Oil is sent 30 miles by pipeline to Helder platform on Block Q/1 for further processing. From Helder the oil goes through the main trunkline from the block to a terminal near Amsterdam.

Horizon was aptly named, because horizontal drilling developments since discovery of the field in 1982 made it viable. Five wells are being placed on stream to afford plateau production of 18,000 b/d early next year.

Amoco last August completed installation of a central processing platform in Block P/15 gas field.
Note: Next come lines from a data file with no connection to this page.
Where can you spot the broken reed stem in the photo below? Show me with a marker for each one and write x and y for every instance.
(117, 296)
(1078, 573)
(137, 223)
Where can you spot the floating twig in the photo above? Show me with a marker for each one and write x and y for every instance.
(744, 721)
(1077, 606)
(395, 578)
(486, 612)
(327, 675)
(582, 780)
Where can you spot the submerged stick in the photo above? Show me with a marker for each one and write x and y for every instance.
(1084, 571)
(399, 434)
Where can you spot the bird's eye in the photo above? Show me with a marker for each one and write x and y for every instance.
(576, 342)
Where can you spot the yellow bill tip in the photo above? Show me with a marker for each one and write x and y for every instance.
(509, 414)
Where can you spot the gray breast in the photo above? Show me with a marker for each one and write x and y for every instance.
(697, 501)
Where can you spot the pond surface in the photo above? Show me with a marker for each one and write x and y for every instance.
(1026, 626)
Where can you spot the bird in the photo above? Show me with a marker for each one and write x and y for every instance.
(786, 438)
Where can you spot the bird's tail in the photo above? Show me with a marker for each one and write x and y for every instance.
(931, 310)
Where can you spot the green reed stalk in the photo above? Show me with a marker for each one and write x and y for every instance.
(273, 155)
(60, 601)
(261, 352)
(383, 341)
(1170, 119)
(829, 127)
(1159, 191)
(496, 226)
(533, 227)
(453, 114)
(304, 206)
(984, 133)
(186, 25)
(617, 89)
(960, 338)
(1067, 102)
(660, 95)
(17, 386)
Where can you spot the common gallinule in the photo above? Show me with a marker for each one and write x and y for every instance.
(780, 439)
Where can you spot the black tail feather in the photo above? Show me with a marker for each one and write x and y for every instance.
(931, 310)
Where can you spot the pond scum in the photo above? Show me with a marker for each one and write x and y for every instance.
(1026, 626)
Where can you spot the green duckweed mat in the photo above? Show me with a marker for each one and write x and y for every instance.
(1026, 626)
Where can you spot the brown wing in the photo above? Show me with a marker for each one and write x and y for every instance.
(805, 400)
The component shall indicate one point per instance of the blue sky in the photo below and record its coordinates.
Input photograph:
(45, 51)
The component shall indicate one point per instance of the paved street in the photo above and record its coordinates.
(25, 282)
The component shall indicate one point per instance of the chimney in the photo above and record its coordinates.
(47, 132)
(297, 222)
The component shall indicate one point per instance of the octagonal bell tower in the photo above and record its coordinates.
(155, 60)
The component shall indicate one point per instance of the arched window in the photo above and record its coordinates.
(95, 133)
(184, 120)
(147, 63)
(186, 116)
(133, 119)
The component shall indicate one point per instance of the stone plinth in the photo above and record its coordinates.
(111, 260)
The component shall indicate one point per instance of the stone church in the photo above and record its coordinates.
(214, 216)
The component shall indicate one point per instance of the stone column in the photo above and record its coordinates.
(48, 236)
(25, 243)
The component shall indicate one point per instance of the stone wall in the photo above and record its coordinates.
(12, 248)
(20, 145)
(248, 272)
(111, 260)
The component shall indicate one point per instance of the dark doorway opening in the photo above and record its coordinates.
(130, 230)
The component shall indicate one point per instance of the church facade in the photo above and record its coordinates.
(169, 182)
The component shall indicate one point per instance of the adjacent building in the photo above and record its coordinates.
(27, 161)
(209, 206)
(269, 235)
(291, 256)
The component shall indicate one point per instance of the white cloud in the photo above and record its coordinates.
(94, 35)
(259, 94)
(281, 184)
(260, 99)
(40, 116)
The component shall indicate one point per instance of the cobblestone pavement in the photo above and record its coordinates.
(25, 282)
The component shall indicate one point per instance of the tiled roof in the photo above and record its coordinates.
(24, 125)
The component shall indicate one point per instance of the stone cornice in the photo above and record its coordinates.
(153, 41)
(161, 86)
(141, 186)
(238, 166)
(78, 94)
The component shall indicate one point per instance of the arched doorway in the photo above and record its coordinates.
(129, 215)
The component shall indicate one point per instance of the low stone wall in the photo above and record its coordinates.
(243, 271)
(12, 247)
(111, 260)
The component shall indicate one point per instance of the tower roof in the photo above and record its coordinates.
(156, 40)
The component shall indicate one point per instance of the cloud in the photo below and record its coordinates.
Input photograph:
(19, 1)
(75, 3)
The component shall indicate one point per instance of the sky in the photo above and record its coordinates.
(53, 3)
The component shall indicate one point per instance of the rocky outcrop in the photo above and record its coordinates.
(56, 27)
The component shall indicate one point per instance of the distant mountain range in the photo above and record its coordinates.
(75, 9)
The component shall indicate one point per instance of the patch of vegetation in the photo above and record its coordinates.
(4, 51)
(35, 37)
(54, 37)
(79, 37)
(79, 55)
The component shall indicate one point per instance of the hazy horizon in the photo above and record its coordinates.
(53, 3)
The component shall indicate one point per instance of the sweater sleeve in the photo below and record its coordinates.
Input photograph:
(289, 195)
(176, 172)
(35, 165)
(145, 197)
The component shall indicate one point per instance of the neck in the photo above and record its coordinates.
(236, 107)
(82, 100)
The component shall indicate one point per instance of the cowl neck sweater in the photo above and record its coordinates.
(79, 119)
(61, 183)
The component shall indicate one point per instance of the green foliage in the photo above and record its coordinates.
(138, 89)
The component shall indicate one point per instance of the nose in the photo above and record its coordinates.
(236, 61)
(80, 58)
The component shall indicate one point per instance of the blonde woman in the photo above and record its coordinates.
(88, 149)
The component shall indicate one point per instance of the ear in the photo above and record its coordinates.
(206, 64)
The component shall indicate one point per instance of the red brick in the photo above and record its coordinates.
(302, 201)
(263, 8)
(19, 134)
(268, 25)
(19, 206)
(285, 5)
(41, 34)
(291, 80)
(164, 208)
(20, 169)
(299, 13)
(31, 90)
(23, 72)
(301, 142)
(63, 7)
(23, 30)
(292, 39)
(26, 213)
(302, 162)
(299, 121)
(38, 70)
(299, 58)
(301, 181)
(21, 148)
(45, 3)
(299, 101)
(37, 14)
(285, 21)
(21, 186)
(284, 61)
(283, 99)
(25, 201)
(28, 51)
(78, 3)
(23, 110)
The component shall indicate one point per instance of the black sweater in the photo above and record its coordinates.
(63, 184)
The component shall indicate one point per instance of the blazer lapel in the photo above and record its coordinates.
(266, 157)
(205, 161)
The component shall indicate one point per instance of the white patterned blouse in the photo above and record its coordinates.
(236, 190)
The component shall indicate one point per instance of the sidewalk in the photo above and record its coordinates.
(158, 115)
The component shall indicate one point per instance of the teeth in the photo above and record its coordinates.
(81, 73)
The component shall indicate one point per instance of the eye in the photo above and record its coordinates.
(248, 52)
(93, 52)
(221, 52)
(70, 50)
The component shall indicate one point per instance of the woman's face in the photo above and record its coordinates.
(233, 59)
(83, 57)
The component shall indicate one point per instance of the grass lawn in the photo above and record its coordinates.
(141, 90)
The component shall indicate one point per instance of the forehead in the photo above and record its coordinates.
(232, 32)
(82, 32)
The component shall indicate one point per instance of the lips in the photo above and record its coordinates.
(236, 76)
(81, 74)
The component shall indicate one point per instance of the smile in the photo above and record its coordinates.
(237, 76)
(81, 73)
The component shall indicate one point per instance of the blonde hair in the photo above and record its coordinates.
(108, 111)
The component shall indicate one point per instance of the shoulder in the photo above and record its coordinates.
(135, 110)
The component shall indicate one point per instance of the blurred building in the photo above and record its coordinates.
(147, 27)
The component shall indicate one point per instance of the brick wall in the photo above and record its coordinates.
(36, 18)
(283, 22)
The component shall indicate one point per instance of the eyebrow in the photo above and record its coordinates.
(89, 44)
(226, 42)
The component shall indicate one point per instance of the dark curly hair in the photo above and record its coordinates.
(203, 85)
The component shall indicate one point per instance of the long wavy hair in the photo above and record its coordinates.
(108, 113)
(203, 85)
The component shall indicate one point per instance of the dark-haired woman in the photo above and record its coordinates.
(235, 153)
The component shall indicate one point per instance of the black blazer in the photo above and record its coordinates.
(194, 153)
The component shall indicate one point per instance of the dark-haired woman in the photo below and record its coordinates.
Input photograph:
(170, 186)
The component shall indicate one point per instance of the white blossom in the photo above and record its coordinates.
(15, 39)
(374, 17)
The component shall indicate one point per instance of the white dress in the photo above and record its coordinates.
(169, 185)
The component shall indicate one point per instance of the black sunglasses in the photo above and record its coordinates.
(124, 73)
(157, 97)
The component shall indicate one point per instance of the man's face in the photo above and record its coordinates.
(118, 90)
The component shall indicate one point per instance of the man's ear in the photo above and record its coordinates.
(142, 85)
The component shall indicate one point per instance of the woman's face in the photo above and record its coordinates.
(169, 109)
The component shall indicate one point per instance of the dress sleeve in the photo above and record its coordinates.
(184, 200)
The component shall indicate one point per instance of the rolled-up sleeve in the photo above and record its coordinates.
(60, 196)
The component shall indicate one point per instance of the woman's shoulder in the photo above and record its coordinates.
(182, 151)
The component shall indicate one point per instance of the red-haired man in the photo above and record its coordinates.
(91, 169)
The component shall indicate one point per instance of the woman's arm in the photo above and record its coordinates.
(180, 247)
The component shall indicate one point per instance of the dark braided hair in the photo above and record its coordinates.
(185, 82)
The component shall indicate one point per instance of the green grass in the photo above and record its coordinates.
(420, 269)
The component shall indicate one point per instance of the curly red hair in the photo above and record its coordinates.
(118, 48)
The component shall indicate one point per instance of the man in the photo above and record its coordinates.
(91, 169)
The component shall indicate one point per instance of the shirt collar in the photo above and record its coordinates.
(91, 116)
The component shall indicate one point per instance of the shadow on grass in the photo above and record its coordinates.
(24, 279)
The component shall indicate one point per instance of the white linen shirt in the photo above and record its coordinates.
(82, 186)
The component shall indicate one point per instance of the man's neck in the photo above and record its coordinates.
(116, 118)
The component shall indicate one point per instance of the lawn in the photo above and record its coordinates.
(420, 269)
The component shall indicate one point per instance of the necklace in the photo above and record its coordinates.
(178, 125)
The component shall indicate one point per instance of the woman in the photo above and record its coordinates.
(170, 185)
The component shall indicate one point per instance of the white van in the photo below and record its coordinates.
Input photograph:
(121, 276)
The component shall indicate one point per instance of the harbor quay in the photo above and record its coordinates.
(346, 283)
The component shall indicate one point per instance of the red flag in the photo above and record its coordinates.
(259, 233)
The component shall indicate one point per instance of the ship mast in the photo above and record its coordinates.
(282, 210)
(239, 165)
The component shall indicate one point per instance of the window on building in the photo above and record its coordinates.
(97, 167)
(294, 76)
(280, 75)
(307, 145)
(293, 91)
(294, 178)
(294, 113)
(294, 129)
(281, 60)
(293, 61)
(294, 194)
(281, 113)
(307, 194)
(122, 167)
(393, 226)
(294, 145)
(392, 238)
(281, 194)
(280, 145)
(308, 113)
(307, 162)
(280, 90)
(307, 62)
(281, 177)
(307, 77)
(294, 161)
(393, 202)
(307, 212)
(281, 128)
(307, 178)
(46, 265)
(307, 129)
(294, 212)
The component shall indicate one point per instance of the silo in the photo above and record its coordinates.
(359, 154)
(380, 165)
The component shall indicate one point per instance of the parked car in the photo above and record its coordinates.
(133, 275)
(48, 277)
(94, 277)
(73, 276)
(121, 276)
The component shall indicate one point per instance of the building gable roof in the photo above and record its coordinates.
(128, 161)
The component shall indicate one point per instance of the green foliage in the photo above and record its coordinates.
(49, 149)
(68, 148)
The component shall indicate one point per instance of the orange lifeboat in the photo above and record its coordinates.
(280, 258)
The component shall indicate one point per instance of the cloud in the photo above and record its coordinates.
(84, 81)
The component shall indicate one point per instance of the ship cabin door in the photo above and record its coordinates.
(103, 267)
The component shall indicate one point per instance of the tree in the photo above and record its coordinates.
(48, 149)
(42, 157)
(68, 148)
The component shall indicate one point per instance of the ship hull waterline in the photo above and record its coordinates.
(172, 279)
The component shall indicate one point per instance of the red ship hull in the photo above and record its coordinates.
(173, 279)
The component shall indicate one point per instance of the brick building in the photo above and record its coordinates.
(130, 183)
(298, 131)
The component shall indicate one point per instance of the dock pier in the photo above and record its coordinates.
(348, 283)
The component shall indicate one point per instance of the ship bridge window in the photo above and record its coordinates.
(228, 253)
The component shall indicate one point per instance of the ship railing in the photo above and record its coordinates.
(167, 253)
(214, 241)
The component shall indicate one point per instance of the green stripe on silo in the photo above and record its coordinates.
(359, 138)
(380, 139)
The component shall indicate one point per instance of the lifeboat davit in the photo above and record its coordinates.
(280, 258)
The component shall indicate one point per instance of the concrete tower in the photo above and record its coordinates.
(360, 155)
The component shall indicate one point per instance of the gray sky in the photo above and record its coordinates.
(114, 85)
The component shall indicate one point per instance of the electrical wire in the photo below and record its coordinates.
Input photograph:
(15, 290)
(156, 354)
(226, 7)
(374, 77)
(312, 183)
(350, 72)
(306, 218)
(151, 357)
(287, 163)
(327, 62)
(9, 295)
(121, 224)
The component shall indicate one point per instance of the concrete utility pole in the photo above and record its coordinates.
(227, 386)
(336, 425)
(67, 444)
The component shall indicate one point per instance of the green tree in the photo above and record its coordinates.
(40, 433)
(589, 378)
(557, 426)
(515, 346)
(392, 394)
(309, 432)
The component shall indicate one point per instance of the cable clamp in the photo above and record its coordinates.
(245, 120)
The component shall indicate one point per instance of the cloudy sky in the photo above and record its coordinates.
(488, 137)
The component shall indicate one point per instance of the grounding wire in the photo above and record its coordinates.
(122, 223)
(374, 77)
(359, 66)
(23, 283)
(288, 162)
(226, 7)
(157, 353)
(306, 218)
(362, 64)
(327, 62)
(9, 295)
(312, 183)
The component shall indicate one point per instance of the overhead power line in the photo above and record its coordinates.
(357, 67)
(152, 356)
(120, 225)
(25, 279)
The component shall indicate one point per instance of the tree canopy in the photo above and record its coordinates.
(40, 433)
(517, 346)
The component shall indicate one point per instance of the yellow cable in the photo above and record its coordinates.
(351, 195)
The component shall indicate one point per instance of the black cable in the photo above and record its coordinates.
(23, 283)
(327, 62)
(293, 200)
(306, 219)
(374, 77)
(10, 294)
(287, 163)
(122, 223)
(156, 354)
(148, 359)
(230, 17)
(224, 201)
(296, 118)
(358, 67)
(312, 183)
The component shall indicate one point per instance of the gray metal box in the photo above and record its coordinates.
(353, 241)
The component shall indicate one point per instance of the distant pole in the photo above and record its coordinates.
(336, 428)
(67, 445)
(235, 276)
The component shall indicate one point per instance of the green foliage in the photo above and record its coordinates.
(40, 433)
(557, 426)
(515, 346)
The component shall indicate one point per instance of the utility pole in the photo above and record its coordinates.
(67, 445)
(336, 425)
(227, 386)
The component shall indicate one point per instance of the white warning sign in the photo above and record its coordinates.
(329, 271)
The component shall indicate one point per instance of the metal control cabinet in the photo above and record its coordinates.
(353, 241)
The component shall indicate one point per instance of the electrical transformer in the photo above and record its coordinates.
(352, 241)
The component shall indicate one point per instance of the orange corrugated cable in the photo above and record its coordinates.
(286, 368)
The platform will take gas from four satellite wellhead protector platforms and three subsea completions.

P/15 production is expected to start later this year at about 470 MMcfd, with gas being sent 25 miles to shore via a new 26 in. diameter pipeline to a new gas terminal on the Hook of Holland.

DANISH FIELDS

Dansk Undergrunds Consortium, the joint venture of operator Maersk Olie & Gas AS, Texaco Denmark Inc., and Shell, placed two fields on stream off Denmark.

Regnar field is a small oil reservoir on Block 5505/17, which was brought on stream in late September. Developed with a single subsea well tied back to Dan field, it is the sector's first subsea field.

Another small oil field, Valdemar on Block 5504/7, went on production in October. Valdemar was developed using an unmanned wellhead platform to handle production from three wells for processing in Tyra field.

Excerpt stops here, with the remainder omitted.